OneStat.com Web Analytics Trust People (once an Englishman in Philly): Not sacked for what happened in the sack

Monday, November 15, 2004

Not sacked for what happened in the sack

For those of you not UK readers, Boris Johnson was the Conservatives' Arts spokesman and is editor of right-wing magazine the Spectator. A real character he hams up being a bumbling upper-class old Etonian and has sparks of brilliant humour.

He has, however, made a gigantic misjudgement and been sacked from his front-bench position in the House of Commons. What is frustrating is the inability of much of the media and, it seems public, to understand that this has nothing to with the affair he appears to have had with writer Petronella Wyatt and whatever ramifications there were from it. It has simply to do with the fact that he described the stories last week as 'an inverted pyramid of piffle' before they turned out this week to be true, in the process lying to Michael Howard, the leader of the Opposition. Serious politicians cannot lie to the public or their leader and expect to be kept on, whoever they are.

However, the majority of people commenting on the BBC website seem to be unable to comprehend this. They seem outraged that the Conservatives are 'poking around in peoples' bedrooms'. Even the respectable Militant Moderate (who I'm sorry to flame because he commented to me earlier in the week about how pally this blogging business seemed...) seems to have jumped aboard.

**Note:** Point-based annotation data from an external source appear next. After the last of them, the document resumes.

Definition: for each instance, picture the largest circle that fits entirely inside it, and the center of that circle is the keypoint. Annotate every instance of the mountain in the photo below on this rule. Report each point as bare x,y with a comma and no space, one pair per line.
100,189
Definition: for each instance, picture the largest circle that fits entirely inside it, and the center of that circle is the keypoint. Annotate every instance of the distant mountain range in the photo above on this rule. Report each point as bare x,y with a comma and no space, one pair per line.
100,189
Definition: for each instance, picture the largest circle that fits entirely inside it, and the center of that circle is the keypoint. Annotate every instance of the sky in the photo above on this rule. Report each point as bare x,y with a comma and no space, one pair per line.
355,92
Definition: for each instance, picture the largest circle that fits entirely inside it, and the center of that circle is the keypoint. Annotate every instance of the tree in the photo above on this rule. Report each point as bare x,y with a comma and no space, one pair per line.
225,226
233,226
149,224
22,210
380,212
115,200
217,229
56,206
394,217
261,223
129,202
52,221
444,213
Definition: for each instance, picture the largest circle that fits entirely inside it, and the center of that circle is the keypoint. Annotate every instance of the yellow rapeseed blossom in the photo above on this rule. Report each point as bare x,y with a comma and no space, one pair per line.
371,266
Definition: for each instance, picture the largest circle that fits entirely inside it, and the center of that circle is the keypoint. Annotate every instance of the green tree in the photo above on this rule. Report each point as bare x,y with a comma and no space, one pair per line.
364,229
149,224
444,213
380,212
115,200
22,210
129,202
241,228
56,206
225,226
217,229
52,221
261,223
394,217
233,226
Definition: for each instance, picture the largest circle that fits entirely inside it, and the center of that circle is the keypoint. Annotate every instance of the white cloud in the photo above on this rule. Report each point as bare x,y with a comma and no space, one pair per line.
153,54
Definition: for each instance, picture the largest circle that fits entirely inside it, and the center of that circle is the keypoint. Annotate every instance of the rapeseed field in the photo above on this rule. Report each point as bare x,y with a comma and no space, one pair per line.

Of course it's nobody's business what Johnson does in his private life. It is our business if he lies to his leader and lies in the press though. Nobody doing that can stay on, no matter how popular, amusing, refreshingly different or skilfull someone is. It is too easy to take a cheapshot at the Tories over this for doing the only thing they could. If the party was vindictive of people having affairs John Redwood wouldn't have been welcomed back into the fold less than a year after leaving his wife for his mistress.

I don't see why this is an issue for questioning the Conservatives at all, apart from Tory-bashing being a nice easy topic for the left-leaning media to dredge up again and painting them irrationally as the 'nasty party' being something they can't avoid.

He lied. He got sacked.

That's the wrap.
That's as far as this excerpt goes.